Colhamos flores, pega tu nelas e deixa-as

No colo, e que o seu perfume suavize o momento —

Este momento em que sossegadamente não cremos em nada,

Pagãos inocentes da decadência.

 

Ao menos, se for sombra antes, lembrar-te-ás de mim depois

Sem que a minha lembrança te arda ou te fira ou te mova,

Porque nunca enlaçamos as mãos, nem nos beijamos

Nem fomos mais do que crianças.

 

E se antes do que eu levares o óbolo ao barqueiro sombrio,

Eu nada terei que sofrer ao lembrar-me de ti.

Ser-me-ás suave à memória lembrando-te assim — à beira-rio,

Pagã triste e com flores no regaço.

12-6-1914

Pessoa, Fernando. Odes de Ricardo Reis

 

Perdão  

Temos, Lídia, em mãos, o nosso futuro.
– Não é nosso, se não for, também, o passado!
Mas, se perante o riso Deles perduro…
– Não culpes Deuses por me teres mal amado…

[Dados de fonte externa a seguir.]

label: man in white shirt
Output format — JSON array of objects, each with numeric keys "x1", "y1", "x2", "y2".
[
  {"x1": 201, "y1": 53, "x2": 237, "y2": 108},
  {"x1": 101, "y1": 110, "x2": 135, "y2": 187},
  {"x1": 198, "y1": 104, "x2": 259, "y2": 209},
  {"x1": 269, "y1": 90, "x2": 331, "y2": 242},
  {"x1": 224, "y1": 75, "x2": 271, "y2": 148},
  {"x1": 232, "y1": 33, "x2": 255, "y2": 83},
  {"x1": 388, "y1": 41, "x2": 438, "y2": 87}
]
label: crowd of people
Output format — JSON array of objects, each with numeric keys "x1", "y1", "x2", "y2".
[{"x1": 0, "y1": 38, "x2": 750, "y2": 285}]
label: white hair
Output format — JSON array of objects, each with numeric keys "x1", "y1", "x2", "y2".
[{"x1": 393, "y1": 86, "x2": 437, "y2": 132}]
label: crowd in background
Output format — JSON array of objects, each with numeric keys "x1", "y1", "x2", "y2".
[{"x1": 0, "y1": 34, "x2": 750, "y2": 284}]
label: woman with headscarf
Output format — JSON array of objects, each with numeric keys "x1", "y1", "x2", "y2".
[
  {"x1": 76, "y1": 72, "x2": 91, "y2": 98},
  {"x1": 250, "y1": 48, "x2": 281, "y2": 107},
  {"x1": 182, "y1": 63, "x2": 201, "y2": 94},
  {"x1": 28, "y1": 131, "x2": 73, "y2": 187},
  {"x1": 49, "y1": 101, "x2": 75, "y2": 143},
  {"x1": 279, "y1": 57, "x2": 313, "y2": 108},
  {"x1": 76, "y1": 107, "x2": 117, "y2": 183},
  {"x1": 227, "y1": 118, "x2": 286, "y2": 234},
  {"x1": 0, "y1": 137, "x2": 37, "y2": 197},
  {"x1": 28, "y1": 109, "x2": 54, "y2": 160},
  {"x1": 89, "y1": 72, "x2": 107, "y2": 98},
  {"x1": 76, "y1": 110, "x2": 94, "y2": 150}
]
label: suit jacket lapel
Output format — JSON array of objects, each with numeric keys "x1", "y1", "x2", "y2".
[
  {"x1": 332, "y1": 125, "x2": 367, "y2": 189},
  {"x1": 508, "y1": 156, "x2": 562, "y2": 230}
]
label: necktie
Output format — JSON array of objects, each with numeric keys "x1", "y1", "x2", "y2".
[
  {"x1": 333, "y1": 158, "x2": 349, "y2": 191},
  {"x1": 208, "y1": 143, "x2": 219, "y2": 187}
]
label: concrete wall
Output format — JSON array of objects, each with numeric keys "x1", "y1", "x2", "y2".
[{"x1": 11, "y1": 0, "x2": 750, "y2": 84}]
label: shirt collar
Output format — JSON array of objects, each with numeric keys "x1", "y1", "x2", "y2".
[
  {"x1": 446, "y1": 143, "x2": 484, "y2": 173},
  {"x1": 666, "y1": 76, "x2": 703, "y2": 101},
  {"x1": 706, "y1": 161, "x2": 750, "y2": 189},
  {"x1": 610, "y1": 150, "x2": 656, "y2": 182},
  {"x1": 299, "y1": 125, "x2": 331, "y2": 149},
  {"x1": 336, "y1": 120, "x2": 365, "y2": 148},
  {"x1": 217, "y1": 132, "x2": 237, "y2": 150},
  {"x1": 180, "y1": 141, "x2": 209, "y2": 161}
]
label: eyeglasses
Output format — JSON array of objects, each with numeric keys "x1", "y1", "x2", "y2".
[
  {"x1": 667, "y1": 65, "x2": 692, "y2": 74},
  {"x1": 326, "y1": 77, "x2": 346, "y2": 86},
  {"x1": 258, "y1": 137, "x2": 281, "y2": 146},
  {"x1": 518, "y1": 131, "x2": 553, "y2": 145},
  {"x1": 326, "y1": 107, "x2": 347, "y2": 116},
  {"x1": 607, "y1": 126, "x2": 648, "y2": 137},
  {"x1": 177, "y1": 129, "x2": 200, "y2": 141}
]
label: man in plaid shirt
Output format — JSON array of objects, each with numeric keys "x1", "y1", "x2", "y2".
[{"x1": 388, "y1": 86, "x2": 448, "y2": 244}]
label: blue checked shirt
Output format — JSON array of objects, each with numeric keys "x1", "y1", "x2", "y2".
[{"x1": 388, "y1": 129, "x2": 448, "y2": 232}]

Não chores, minha Lídia, meu amor!
– Pois este homem de mármore sabe chorar?
Contigo, até consegue viver sem dor!
– Mas nunca feliz, sempre incompleto e ímpar…

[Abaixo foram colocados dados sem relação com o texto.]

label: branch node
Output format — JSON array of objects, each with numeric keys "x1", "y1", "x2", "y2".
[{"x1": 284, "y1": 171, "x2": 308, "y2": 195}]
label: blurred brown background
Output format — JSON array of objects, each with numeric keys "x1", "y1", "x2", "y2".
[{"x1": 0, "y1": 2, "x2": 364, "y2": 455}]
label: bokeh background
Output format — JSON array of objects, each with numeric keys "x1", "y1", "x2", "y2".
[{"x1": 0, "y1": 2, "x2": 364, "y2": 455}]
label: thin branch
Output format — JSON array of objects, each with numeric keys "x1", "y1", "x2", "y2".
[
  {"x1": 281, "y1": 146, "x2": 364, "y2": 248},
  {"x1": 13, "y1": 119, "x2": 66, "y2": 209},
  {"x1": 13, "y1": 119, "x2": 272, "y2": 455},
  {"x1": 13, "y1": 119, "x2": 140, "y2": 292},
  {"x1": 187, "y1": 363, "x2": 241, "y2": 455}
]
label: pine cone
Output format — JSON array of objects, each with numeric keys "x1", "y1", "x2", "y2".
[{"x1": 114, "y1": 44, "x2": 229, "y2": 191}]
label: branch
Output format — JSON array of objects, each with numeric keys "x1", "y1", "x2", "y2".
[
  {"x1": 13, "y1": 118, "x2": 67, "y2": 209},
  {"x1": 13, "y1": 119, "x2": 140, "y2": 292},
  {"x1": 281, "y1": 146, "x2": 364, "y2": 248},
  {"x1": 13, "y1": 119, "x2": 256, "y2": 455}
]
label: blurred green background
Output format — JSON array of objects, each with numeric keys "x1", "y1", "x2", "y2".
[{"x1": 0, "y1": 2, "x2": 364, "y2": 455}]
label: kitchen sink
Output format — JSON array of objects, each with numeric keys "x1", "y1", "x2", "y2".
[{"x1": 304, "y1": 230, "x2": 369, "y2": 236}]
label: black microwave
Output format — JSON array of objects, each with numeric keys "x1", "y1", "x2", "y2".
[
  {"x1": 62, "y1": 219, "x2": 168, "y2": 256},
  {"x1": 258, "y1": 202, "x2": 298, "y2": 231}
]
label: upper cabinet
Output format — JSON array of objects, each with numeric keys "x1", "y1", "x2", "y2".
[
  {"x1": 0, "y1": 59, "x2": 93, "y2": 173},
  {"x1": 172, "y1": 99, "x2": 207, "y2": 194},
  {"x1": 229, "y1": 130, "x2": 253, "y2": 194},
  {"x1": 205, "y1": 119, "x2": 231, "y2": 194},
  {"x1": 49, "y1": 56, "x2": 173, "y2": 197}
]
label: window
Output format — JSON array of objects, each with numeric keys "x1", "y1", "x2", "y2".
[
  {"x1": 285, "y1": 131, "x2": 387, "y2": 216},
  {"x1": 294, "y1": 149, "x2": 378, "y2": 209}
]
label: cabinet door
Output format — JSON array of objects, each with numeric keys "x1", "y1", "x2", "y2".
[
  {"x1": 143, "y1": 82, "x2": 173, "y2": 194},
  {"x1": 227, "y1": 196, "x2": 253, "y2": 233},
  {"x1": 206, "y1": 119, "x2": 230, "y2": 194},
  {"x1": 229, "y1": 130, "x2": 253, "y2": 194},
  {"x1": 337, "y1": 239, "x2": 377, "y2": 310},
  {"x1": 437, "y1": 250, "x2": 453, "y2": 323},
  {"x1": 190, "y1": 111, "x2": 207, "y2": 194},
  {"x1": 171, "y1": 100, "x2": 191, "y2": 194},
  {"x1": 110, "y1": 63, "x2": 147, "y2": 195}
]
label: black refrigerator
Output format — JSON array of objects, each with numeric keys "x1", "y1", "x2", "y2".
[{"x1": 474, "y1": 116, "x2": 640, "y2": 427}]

Ímpar fui eu com ela e, só com ela, só!
– Tão sozinho que a mim esqueceste facilmente.
A viagem do herói são passos sem dó!
– Serias um, se não fosse a húbris presente…

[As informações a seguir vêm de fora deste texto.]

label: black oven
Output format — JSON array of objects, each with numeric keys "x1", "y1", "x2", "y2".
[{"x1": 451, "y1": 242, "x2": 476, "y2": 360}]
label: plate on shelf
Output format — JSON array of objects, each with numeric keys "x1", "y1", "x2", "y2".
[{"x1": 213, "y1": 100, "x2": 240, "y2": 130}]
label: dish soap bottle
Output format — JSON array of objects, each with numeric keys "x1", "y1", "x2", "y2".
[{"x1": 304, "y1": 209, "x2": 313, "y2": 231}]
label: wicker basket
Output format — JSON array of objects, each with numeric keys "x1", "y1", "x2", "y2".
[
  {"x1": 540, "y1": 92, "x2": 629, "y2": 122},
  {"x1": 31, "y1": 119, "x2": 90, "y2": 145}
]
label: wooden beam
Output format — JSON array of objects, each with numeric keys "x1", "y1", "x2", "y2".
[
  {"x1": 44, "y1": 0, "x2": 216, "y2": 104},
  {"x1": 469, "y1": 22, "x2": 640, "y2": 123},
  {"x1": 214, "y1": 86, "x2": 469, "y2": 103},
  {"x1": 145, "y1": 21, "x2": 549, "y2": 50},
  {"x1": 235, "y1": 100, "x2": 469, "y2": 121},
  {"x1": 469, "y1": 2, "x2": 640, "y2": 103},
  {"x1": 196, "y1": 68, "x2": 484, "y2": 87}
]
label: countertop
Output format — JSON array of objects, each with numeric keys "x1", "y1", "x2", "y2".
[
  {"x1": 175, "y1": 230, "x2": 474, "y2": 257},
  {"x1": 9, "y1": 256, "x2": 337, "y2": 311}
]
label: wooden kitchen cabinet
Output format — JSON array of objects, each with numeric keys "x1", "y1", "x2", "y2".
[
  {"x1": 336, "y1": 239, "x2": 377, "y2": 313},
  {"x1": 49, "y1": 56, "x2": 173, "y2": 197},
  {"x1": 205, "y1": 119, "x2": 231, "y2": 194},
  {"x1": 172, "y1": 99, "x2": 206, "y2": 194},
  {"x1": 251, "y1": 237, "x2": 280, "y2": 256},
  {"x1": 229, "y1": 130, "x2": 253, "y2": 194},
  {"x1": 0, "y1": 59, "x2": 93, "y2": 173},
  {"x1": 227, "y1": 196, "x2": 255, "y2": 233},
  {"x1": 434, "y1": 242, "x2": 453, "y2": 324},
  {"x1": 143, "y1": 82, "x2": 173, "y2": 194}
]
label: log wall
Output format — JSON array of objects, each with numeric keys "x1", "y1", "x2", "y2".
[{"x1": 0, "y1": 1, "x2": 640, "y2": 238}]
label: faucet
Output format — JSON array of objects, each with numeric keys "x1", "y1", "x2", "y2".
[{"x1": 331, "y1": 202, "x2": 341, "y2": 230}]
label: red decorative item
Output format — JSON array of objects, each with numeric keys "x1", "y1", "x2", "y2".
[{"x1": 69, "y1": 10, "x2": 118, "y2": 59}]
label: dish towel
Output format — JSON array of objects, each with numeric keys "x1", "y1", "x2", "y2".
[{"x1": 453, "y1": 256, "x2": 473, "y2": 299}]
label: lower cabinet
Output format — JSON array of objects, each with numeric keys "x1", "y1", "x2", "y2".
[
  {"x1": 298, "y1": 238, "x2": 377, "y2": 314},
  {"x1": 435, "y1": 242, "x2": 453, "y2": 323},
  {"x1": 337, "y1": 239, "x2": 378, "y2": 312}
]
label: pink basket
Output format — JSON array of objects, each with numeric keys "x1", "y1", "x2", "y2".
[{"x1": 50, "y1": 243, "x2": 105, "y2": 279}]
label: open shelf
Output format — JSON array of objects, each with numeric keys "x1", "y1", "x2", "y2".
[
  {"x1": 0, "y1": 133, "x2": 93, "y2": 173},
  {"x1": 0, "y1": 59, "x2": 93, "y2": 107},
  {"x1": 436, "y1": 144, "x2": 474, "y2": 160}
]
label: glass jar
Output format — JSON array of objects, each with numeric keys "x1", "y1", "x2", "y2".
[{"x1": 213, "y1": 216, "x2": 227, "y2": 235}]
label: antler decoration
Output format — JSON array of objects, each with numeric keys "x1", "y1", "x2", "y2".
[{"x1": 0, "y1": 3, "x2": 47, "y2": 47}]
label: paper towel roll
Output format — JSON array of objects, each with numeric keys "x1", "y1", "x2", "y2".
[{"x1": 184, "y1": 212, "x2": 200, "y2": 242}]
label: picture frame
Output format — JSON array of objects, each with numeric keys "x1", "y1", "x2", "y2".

Mas eu sei que tu me amas ainda, sei!
– Mas tu não me amas, esta criada de hotel!
Julguei ser impossível, indigno, errei!
– Qual homem de tragédia que provou fel!

Não me deram os Deuses de tua ambrósia…
– Não te deram os Deuses virtudes, também!
Porquê isso, minha estátua móvel, rósea?
– Porque com “Perdão” ficaria tudo bem.

“Perdão…”
Pedes tarde.
“Mas ficaria tudo bem!”
A apatia que me ensinaste é válida.
“Desculpa, Lídia…”

Emanuel Pinheiro

 

“Reentraria no livro, não fosse o desacordo evidente entre a musa das odes e a mulher do povo que o olha e que em breve se deitaria com ele, fugindo por completo ao arquétipo que ele próprio inventara.

(…) Ah, ah, afinal a tão falada justiça poética sempre existe, tem graça a situação, tanto você chamou por Lídia, que Lídia veio, teve mais sorte que o Camões, esse, para ter uma Natércia precisou de inventar o nome e daí não passou, Veio o nome de Lídia, não veio a mulher, Não seja ingrato, você sabe lá que mulher seria a Lídia das suas odes, admitindo que exista tal fenómeno, essa impossível soma de passividade, silêncio sábio e puro espírito.”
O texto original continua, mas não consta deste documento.